Mr. van Beurden, a Dutch national who is 55, has headed Shell’s large marketing and refining business since January and has been a key player in its liquefied natural gas business, in which Shell is the world leader among publicly traded oil companies.
He was chosen by Shell’s board over better-known candidates including Andrew Brown, head of exploration and production; Marvin Odum, head of the company’s Americas business; and Simon Henry, the chief financial officer, well-known to investors.
“This will be something of a surprise to analysts who widely expected” Mr. Henry to be chosen, said Peter Hutton, an analyst at RBC Capital Markets in London. “However, it was always clear that Shell would appoint the person it felt had the best combination of skills for the job, not necessarily the best known to the external community.”
Shell shares rose Tuesday in London..
Mr. Voser had said in May that he would step down next year after less than five years in the top job, news that also surprised the markets. He said he wanted to spend more time with his family, which had remained in his native Switzerland while he worked at Shell headquarters in London.
Previously chief financial officer, Mr. Voser had helped stabilize Shell after a scandal over misstating oil and gas reserves. While uncomfortable in the limelight, he is thought to have improved the implementation of big projects like the $20 billion Pearl gas-to-liquids plant in Qatar that have come to distinguish Shell.

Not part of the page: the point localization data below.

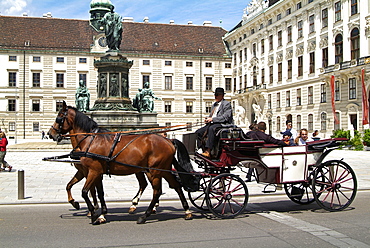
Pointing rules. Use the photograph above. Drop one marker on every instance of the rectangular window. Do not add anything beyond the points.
(300, 29)
(312, 23)
(288, 98)
(36, 79)
(168, 82)
(228, 84)
(338, 11)
(299, 97)
(167, 106)
(189, 107)
(280, 38)
(312, 62)
(280, 72)
(146, 62)
(323, 93)
(36, 59)
(271, 76)
(58, 105)
(36, 105)
(208, 83)
(354, 8)
(352, 88)
(12, 79)
(82, 60)
(60, 80)
(208, 107)
(11, 104)
(337, 91)
(300, 66)
(289, 32)
(11, 126)
(324, 18)
(271, 42)
(36, 127)
(209, 64)
(325, 57)
(290, 69)
(310, 95)
(189, 83)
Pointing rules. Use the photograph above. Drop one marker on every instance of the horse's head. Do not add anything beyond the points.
(63, 123)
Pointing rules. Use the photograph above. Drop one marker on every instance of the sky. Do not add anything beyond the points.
(158, 11)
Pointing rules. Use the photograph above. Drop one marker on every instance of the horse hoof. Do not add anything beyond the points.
(141, 220)
(188, 216)
(131, 210)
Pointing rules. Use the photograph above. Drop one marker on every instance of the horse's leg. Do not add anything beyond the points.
(142, 185)
(157, 191)
(77, 177)
(92, 180)
(99, 188)
(173, 183)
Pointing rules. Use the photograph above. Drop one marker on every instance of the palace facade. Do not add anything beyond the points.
(284, 54)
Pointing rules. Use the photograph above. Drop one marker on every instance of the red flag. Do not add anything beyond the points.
(365, 103)
(332, 87)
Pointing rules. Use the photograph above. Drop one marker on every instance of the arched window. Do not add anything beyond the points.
(355, 44)
(338, 49)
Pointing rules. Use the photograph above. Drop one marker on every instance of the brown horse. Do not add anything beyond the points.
(123, 155)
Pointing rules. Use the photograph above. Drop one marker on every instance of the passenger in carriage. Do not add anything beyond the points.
(221, 115)
(302, 138)
(287, 138)
(260, 134)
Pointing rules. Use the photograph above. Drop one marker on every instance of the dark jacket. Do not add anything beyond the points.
(224, 114)
(258, 135)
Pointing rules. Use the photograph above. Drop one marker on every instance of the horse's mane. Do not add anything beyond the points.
(86, 123)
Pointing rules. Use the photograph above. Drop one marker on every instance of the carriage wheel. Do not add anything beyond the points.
(338, 185)
(301, 193)
(198, 198)
(227, 195)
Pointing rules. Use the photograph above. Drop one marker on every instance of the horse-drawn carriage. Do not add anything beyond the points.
(306, 178)
(301, 170)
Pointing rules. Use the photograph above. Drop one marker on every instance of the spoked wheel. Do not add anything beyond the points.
(337, 183)
(301, 193)
(227, 195)
(198, 198)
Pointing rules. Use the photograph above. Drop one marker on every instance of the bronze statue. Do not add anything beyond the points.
(113, 29)
(82, 97)
(143, 101)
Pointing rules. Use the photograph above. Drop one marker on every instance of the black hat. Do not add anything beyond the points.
(220, 91)
(287, 133)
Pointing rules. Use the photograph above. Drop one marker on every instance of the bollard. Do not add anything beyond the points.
(20, 184)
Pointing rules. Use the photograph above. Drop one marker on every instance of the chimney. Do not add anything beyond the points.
(207, 23)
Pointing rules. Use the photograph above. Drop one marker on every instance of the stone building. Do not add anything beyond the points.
(43, 59)
(284, 54)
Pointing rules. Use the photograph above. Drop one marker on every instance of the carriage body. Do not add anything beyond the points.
(300, 169)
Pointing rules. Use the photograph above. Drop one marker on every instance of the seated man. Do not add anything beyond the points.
(259, 134)
(221, 114)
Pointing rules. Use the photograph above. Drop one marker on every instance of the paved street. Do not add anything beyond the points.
(45, 181)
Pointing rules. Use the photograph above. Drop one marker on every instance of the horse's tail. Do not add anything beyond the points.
(189, 180)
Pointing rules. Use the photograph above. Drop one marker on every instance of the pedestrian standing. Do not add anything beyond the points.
(3, 144)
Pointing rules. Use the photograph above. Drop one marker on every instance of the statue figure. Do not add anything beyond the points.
(82, 97)
(143, 101)
(113, 29)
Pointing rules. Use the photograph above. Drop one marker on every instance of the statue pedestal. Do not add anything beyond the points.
(113, 108)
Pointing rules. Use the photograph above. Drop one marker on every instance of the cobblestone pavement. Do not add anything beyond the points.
(45, 181)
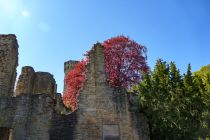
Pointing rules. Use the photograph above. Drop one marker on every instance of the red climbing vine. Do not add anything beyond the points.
(74, 81)
(124, 61)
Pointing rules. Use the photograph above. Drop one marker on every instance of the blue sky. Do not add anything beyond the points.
(50, 32)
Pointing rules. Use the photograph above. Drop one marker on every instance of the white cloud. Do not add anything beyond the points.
(44, 27)
(25, 14)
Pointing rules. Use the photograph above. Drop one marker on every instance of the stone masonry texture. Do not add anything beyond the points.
(8, 64)
(36, 111)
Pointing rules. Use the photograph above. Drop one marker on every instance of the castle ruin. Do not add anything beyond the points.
(36, 111)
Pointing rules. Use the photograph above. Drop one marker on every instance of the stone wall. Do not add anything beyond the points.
(68, 65)
(37, 111)
(31, 82)
(8, 64)
(103, 111)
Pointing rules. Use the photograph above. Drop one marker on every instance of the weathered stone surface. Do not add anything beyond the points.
(101, 105)
(68, 65)
(25, 81)
(31, 82)
(8, 64)
(38, 113)
(28, 116)
(44, 83)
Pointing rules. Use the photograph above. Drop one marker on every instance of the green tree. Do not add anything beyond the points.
(177, 105)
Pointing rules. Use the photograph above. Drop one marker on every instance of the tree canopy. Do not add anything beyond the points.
(178, 106)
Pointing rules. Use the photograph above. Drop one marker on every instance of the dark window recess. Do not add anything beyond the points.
(5, 133)
(111, 132)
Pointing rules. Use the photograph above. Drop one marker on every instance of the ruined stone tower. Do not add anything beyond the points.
(103, 112)
(8, 64)
(36, 111)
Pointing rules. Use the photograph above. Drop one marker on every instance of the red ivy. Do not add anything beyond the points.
(74, 81)
(124, 61)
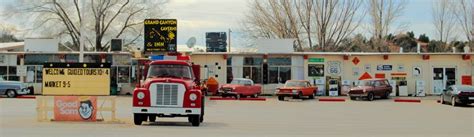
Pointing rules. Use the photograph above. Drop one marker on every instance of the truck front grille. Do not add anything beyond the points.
(166, 94)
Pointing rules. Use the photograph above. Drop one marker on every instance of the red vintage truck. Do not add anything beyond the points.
(170, 89)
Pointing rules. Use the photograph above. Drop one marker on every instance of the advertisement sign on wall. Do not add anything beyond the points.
(334, 67)
(76, 79)
(384, 67)
(75, 108)
(316, 70)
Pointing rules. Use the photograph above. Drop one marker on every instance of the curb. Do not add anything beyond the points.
(332, 99)
(407, 100)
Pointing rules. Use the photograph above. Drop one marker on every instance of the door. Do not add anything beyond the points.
(443, 78)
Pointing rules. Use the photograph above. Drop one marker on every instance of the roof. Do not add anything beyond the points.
(11, 45)
(169, 62)
(332, 53)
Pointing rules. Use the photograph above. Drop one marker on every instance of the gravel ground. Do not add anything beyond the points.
(380, 118)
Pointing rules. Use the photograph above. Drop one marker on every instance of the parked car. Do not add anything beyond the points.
(13, 88)
(458, 95)
(296, 89)
(370, 89)
(241, 87)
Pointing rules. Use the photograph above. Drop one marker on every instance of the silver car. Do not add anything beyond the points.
(458, 95)
(13, 88)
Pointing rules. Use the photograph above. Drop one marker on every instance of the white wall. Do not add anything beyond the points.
(41, 45)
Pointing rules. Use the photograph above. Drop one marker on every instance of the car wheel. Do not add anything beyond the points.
(11, 93)
(441, 100)
(311, 96)
(453, 101)
(386, 95)
(152, 118)
(370, 96)
(237, 96)
(138, 119)
(281, 98)
(194, 120)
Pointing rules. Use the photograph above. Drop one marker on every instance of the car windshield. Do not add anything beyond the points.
(180, 71)
(365, 83)
(295, 84)
(238, 82)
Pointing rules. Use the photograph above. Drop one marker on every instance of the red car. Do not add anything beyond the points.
(370, 89)
(241, 87)
(296, 89)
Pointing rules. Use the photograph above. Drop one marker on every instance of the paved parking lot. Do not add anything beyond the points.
(380, 118)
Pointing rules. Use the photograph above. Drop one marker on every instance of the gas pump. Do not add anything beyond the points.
(402, 88)
(321, 84)
(420, 88)
(346, 87)
(333, 87)
(393, 83)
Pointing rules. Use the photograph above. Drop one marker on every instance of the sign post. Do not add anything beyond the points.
(160, 35)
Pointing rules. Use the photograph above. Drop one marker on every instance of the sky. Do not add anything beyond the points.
(196, 17)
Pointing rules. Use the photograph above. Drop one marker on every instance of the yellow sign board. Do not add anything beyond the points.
(76, 79)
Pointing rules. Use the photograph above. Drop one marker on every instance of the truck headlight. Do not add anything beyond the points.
(192, 97)
(140, 95)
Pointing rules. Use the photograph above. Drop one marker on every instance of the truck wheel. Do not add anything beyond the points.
(152, 118)
(194, 120)
(138, 119)
(237, 96)
(453, 101)
(370, 96)
(11, 93)
(281, 98)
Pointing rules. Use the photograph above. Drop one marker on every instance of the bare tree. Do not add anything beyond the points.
(335, 21)
(104, 19)
(443, 19)
(463, 11)
(383, 14)
(327, 21)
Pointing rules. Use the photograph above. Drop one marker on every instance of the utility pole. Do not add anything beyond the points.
(229, 39)
(82, 39)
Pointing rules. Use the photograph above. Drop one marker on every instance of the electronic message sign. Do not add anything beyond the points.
(76, 79)
(160, 35)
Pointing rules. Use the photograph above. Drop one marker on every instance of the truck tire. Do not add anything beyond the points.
(281, 98)
(138, 119)
(152, 118)
(370, 96)
(11, 93)
(194, 120)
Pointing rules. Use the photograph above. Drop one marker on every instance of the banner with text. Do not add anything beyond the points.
(75, 108)
(76, 79)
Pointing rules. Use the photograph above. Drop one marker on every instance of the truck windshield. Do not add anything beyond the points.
(365, 83)
(295, 84)
(180, 71)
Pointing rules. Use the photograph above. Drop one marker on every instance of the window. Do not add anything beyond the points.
(279, 69)
(253, 61)
(40, 59)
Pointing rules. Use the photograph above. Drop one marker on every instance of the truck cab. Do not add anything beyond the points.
(170, 89)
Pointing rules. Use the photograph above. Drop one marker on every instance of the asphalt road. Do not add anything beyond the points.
(380, 118)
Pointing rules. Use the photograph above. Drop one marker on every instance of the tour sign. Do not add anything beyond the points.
(76, 79)
(160, 35)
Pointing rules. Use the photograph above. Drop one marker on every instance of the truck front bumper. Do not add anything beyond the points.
(167, 111)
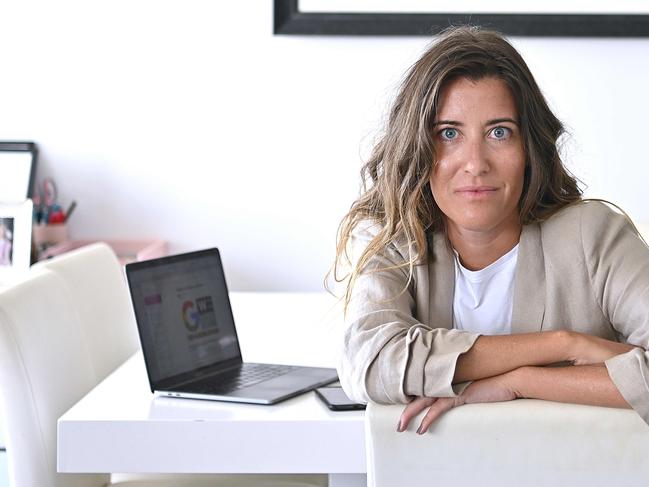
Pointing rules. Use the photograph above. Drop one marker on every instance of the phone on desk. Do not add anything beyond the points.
(336, 399)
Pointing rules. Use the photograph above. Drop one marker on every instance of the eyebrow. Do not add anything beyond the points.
(489, 122)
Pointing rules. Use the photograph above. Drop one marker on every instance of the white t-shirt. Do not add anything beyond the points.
(483, 299)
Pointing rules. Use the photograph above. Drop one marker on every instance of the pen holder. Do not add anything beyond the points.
(47, 235)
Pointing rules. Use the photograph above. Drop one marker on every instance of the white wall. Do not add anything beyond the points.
(189, 121)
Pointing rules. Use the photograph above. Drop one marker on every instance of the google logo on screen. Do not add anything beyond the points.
(190, 316)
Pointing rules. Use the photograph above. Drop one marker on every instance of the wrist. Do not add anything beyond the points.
(567, 344)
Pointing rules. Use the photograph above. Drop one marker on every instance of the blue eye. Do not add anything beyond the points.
(500, 133)
(448, 133)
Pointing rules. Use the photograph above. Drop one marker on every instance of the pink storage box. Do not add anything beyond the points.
(126, 250)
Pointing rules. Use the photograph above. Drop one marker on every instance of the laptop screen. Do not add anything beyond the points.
(183, 313)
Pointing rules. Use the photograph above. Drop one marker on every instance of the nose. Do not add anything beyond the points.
(476, 161)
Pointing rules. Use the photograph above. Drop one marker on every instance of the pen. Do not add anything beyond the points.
(71, 208)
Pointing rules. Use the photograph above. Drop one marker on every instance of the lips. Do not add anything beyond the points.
(476, 190)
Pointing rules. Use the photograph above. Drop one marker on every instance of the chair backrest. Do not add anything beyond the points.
(93, 277)
(644, 230)
(45, 368)
(523, 442)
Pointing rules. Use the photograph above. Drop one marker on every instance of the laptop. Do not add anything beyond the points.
(189, 339)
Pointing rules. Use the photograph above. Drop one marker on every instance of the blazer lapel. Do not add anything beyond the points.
(441, 276)
(529, 282)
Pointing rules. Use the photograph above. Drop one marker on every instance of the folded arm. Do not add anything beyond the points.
(495, 355)
(583, 384)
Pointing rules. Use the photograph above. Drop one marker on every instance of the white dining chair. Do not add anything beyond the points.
(92, 276)
(62, 330)
(524, 442)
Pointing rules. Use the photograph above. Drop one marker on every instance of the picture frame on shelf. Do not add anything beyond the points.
(15, 239)
(18, 169)
(595, 18)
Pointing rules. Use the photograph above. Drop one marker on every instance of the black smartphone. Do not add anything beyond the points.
(336, 399)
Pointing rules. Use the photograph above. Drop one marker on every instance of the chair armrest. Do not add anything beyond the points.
(522, 442)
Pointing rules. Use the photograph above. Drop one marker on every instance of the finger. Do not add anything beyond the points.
(415, 407)
(442, 405)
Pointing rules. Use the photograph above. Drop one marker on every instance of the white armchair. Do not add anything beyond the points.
(519, 443)
(64, 328)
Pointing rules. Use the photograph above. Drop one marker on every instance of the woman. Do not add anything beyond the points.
(474, 261)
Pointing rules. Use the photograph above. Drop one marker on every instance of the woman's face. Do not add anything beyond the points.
(478, 179)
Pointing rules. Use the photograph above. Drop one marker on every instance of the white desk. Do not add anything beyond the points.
(121, 427)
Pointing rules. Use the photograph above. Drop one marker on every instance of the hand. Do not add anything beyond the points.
(589, 350)
(493, 389)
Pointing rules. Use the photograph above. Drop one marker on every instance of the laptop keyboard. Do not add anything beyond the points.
(248, 375)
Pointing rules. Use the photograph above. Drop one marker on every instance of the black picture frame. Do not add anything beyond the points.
(26, 179)
(288, 20)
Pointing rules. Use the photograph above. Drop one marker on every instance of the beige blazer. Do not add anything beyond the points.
(585, 269)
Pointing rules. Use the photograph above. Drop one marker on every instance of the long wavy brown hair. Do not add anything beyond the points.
(395, 190)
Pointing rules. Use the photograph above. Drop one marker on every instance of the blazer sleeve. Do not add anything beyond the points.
(618, 265)
(389, 356)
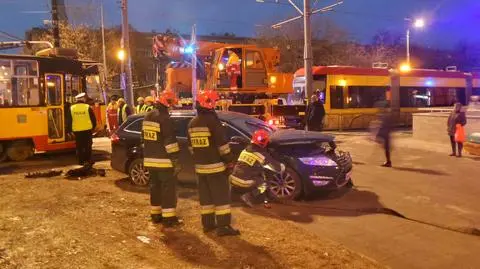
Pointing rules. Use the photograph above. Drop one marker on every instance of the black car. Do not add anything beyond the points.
(311, 158)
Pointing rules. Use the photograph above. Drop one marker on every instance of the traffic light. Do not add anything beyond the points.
(190, 49)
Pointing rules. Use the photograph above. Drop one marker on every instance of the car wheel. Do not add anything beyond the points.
(20, 151)
(286, 186)
(138, 174)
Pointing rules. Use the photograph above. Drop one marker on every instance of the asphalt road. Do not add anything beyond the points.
(438, 194)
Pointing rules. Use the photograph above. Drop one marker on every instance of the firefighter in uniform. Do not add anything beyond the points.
(249, 172)
(83, 123)
(123, 111)
(233, 69)
(140, 105)
(160, 157)
(210, 148)
(148, 106)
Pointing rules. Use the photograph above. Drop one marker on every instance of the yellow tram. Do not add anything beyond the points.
(35, 96)
(350, 94)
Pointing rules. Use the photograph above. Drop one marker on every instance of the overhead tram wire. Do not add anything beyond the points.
(10, 36)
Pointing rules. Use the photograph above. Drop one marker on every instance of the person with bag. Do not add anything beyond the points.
(315, 114)
(456, 132)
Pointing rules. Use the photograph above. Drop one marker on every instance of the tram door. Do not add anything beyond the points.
(55, 116)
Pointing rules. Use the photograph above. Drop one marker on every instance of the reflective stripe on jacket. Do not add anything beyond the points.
(159, 140)
(249, 167)
(81, 117)
(122, 114)
(208, 143)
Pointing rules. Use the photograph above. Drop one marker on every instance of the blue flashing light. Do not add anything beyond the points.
(188, 50)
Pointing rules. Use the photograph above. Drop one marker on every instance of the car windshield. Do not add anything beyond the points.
(254, 125)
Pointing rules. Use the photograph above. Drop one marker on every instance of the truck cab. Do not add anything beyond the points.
(248, 69)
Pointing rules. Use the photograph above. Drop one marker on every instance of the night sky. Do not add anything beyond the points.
(449, 21)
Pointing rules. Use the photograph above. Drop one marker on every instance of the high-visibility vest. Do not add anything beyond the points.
(140, 108)
(81, 117)
(122, 111)
(148, 108)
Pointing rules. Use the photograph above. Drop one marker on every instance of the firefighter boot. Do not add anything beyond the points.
(227, 231)
(172, 222)
(156, 218)
(247, 199)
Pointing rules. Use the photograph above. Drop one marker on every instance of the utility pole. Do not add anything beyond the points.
(408, 46)
(307, 52)
(105, 70)
(56, 30)
(127, 64)
(193, 42)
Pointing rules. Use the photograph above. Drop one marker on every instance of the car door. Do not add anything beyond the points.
(187, 173)
(231, 132)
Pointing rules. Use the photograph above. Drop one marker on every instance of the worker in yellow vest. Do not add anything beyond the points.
(140, 108)
(123, 111)
(83, 123)
(148, 104)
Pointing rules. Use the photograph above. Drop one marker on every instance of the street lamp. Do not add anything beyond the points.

The standard spot for chief executives-in-waiting at major oil companies is the exploration and production division, which is usually the big profit earner.
Shell differs from other major oil major companies like BP by stressing big long-term projects that lack the tremendous potential financial rewards of oil exploration but produce steady returns with lower risk.
Liquefied natural gas tends to earn returns in the relatively modest 10 percent to 15 percent range, analysts say, but it produces steady cash flows for decades with little additional capital expenditure.
Shell has invested around $40 billion in the business in recent years. It hopes to cash in on growing use of gas in China and other developing countries.
It is also one of the few companies that is investing large sums in gas-to-liquids plants, the monster installations required to transform natural gas into fuels like diesel. And it is the leader in the still-unproven technology of building gigantic floating vessels to process liquefied natural gas in remote locations.
Mr. van Beurden was involved in the floating vessels at the early stages and is also credited by some with turning around the now-profitable chemicals business when he headed it from 2006 to 2012. He reconfigured Shell’s American chemical plants to use low-priced gas feedstock rather than oil.
In an industry where access to oil and gas is increasingly competitive, Shell hopes a demonstrated ability to design and manage megaprojects will give it a competitive advantage.
Mr. van Beurden’s experience appears tailored to Shell’s strategy. For instance, he has 10 years in Shell’s liquefied natural gas business. That business, along with gas-to-liquids, earned Shell $9.4 billion of its $25.1 billion in profit last year.
“Ben will continue to drive and further develop the strategic agenda that we have set out, to generate competitive returns for our shareholders,” Shell’s chairman, Jorma Ollila, said in a statement Tuesday.